Located on the 2nd floor of Monarch Hall, Room 2117, the Engineering Makerspace & Invention Center is an excellent resource for any student in the Batten College of Engineering & Technology looking to bring their entrepreneurial ideas to life. The Makerspace is a space that is run by a board of students, principally for students, offering a range of capabilities to facilitate design, prototyping, and invention. The space was originally conceived of by former Dean of Engineering Stephanie Adams, and the project has advanced under the current Dean, Ben Stuart.
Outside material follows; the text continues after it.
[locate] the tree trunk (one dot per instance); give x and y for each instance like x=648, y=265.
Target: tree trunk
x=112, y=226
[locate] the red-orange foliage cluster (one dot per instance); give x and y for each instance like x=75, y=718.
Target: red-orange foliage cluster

The location in Monarch Hall was acquired in Fall 2019 and work on the space continued throughout the COVID-19 lockdown, leading to the full opening of the Makerspace now in 2021.

Whether you're looking for a place to prototype a product, build and test a class project, or just get some hands-on experience with machines, the Makerspace can help. The space contains a wide range of equipment for working with a variety of materials. Machines include Lathes, Drill Presses, Bandsaws, a CNC Mill, Welding Equipment, a Laser Engraver, and 3D-Printers. All this equipment was purchased with funds from a State ETF grant and generous donations. The space also has access to an Altair software suite which was gifted by a donor. All these are available to students in the Batten College of Engineering & Technology for free. They only need to purchase their own materials, whether it be wood, metal, or 3D printer filament. To ensure that everyone who uses the Makerspace does so safely, there is also a simple qualification process for each machine. To be able to use a piece of equipment, a student must read its safety manual and then work with a designated instructor on the machine to demonstrate that they can use it correctly.

The Makerspace has already been put to good use during the pandemic. Last Halloween, one professor created a chute for the socially distanced distribution of candy to Trick-or-Treaters. Students also contributed to discussions with medical personnel from the Children's Hospital of The King's Daughters (CHKD) about 3D-printed mask designs, which were then printed in the Makerspace. Another student with a disabled arm used the space to design and 3D-print a prosthetic for his own use. Whatever you want to use it for, the maker space is open and ready to help you make your ideas real.